Anyway the interesting thing about this number, for us, is that it's one of the ones that highlighted a slight problem with the way we write songs. Annie gets an idea - it might be a bass line, or a beat, or a melody - and she builds on it until she has a complete tune, which will probably have many of the elements of the final version in terms of the instruments used, etc, and it has a definite melody line, but often will still need some work to polish it into the final version.

At this point she hands it over to me and I give it a listen. Many listens actually - over and over again - which is why I need to be alone for this part, or at least wearing headphones! Eventually the song begins to speak to me, telling me the story it wants the waiting world to hear. All I do is write the words down. Simple really.

But at that stage, we haven't decided who's going to sing it. And there's the rub. Because not only has the tune not been written with one of us in mind, up to now it's not actually been written with either of us in mind. And just occasionally, this has meant that neither of us can sing it. I mean, I'm an OK singer, and Annie has some professional training from her years at drama school, but there's only so far up or down you can make your voice go.

For our first album... well, we were *so excited* to be recording music we just knuckled down and got on with it. And struggled in places. Listening back to that album now, one or two of my tracks are at the limit of my range and sound a bit painful. Definitely wanted to avoid that this time round, and there have been a few tracks in danger of the same problem. This one being the case in point.

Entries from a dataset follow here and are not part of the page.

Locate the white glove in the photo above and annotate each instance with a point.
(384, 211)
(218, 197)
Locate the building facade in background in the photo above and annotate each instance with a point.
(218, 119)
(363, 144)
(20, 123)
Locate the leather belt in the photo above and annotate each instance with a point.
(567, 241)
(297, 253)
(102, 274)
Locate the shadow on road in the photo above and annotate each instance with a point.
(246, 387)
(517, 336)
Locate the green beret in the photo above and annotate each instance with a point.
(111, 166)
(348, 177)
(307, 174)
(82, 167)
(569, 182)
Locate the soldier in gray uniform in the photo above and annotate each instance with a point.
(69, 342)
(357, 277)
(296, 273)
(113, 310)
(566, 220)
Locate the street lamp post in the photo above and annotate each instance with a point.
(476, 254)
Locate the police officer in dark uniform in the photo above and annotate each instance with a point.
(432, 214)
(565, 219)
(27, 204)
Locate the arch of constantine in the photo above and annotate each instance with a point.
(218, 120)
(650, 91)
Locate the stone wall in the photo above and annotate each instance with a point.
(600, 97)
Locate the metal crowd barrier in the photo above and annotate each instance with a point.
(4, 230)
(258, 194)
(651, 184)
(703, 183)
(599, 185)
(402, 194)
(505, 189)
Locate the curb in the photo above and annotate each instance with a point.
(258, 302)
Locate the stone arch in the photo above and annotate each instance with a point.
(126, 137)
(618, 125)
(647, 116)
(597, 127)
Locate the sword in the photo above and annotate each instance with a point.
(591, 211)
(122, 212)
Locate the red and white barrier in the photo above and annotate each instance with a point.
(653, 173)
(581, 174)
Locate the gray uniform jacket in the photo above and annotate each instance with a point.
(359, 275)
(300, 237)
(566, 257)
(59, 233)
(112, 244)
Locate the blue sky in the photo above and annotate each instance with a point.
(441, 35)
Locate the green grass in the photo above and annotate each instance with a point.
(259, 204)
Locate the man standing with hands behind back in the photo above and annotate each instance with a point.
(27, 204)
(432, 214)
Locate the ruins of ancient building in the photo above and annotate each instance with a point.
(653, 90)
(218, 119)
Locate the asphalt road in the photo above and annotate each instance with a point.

Usually, she can solve the problem with a bit of clever transposition. This time round, after half an hour of trying to hit the high notes in the middle eight it became obvious that wasn't going to be enough. But hey, when you're an accomplished musician, that's no problem. After five or ten minutes at the keyboard Annie had rewritten the offending four lines and we were off and recording again.

We're hoping this kind of emergency measure won't be required in the future. With neat biro marks on her keyboard denoting our upper and lower ranges from now on she'll be writing nothing but notes we can reach. The songs might be about murder, but at least they won't sound like they've been murdered.

2 comments:

Tvor said...

Did you write the lyrics on this one too? Sounds like something Graham would come up with lol

Yours and Annie's method sounds like Elton John and Bernie Taupin in reverse. Apparently he writes words and EJ then comes up with the music.

Digger said...

I write all the lyrics. Well, that's not *strictly* true this time round - Annie did one song with half the lyric already written and I finished it off - but it's not this one. Yes, I think Graham will be proud of me with the lyric to Rug Rat :o)

Interesting on the John/Taupin thing - exactly the same thought occurred to us in the early days so we tried it that way round once. Didn't work at all for us!